What countries legalise assisted dying
Executive summary
A growing but still limited number of countries and subnational jurisdictions legally permit some form of assisted dying, ranging from clinician-administered euthanasia to physician-prescribed lethal drugs for self-administration; the patchwork includes several European countries, Canada, New Zealand, Switzerland, Colombia, parts of Australia and multiple U.S. states and districts [1][2][3]. Laws differ sharply on who qualifies, whether clinicians or patients perform the final act, and whether non‑terminal suffering or minors are included, so “legal” covers a spectrum of practices rather than a single model [4][5].
1. Who allows assisted dying today: the short list
Countries that have legalised assisted dying in some form include the Netherlands, Belgium, Canada, Colombia, Luxembourg, New Zealand, Switzerland, Spain, Germany and Austria, and several others have statutory or court‑driven regimes; Switzerland has permitted assisted suicide since 1942 and remains distinctive for allowing organisations to help foreigners [1][3][6]. In Australia the law is set by states and all six mainland states have enacted voluntary assisted dying laws between 2019 and 2022, now in effect across the country [1][7]. In the United States, medical aid in dying is legal in multiple states and the District of Columbia — commonly counted as ten states plus DC in recent coverage, with jurisdictions varying slightly depending on timing (examples cited include California, Colorado, Hawaii, Montana, Maine, New Jersey, New Mexico, Oregon, Vermont and Washington, plus DC) [2][8].
2. Not all ‘legalisation’ looks the same: euthanasia vs assisted suicide
Some jurisdictions permit physician‑administered euthanasia (active euthanasia), others permit physician‑assisted suicide (where the patient self‑administers prescribed lethal medication), and some allow both under differing safeguards; the Netherlands and Belgium authorise both euthanasia and assisted suicide under conditions, while many U.S. laws permit only prescribed drugs the patient must take themselves [5][1][2]. Switzerland’s long‑standing model focuses on non‑selfish motives and has allowed third‑party assistance through organisations, a model distinct from the tightly regulated statutory systems elsewhere [3][6].

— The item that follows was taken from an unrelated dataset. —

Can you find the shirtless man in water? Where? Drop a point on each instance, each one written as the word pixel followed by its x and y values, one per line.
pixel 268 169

3. Who qualifies — and who doesn’t — varies sharply
Eligibility rules diverge: several European countries permit assisted dying beyond strictly terminal illness to people with “unbearable suffering,” and Belgium even allows requests in some psychiatric cases and has specific provisions for minors under age thresholds, while many U.S. and Australian laws restrict access to mentally competent adults with terminal prognoses [3][8][9]. Statutory safeguards, residency or citizenship requirements, mental competency assessments and waiting periods all differ by jurisdiction, meaning eligibility in one country would not automatically translate to eligibility in another [7][4].
4. A recent wave, courtroom battlegrounds and political debates
Legal change has accelerated in the 2010s and 2020s via legislation, referenda and court rulings: Canada legalised medical assistance in dying in 2016 through federal law, New Zealand by referendum in 2020, Austria adopted a law after a court process, and courts in Germany, Italy and Austria have recently removed bans or forced legislative responses [6][10][11]. The issue remains politically contested — for example, Britain debated bills and MPs considered assisted‑dying legislation — and campaigns often hinge on competing frames of personal autonomy, medical ethics and protection of vulnerable people [2][4].

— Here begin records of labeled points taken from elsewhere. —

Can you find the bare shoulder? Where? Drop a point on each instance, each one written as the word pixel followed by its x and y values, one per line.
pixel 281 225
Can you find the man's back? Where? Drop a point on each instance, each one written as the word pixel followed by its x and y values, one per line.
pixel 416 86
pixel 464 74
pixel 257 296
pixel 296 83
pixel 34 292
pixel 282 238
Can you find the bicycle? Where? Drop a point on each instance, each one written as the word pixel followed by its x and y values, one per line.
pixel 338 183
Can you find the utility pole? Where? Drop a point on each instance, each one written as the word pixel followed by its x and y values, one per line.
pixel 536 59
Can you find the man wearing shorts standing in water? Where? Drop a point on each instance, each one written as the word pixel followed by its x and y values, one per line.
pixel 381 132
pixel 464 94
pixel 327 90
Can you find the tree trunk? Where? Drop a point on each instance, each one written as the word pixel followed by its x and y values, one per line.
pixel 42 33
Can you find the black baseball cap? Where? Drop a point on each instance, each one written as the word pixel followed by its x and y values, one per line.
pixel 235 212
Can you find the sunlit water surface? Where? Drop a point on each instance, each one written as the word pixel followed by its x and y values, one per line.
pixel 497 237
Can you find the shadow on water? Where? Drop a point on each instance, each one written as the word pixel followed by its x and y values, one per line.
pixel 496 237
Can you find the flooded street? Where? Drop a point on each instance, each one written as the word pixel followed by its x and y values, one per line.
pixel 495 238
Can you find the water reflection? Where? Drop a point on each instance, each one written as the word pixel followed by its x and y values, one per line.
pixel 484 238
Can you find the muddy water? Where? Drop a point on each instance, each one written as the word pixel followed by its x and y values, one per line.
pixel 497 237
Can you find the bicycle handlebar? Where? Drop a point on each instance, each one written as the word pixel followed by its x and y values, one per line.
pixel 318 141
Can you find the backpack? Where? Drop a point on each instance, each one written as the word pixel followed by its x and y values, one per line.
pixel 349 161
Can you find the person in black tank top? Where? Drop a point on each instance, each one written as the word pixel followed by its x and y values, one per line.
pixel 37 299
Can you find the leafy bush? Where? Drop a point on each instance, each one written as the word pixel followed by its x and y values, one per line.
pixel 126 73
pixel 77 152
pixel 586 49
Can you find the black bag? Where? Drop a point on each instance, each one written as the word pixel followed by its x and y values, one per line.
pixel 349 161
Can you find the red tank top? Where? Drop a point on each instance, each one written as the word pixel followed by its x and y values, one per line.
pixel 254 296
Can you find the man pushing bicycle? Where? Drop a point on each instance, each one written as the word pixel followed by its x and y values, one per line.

5. Practical consequences and why the map keeps shifting
Implementation challenges — from clinician willingness, pharmacy access to lethal drugs, palliative care capacity and the interpretation of safeguards — mean legalisation on paper produces different real‑world access in different places, a point emphasised in comparative analyses [4][7]. Reporting tracks an expanding but still selective global footprint: some countries permit a broad form of euthanasia, others limited MAID (medical assistance in dying), and several jurisdictions remain in active legal or political review [5][12].
Bottom line
Assisted dying is legally available in a growing but specific set of countries and subnational jurisdictions — notably the Netherlands, Belgium, Canada, Colombia, Luxembourg, New Zealand, Switzerland, Spain, Germany, Austria, all six Australian states and multiple U.S. states and DC — but the precise scope, safeguards and eligibility rules differ markedly from place to place, so “legal” does not mean uniform practice or universal access [1][2][3].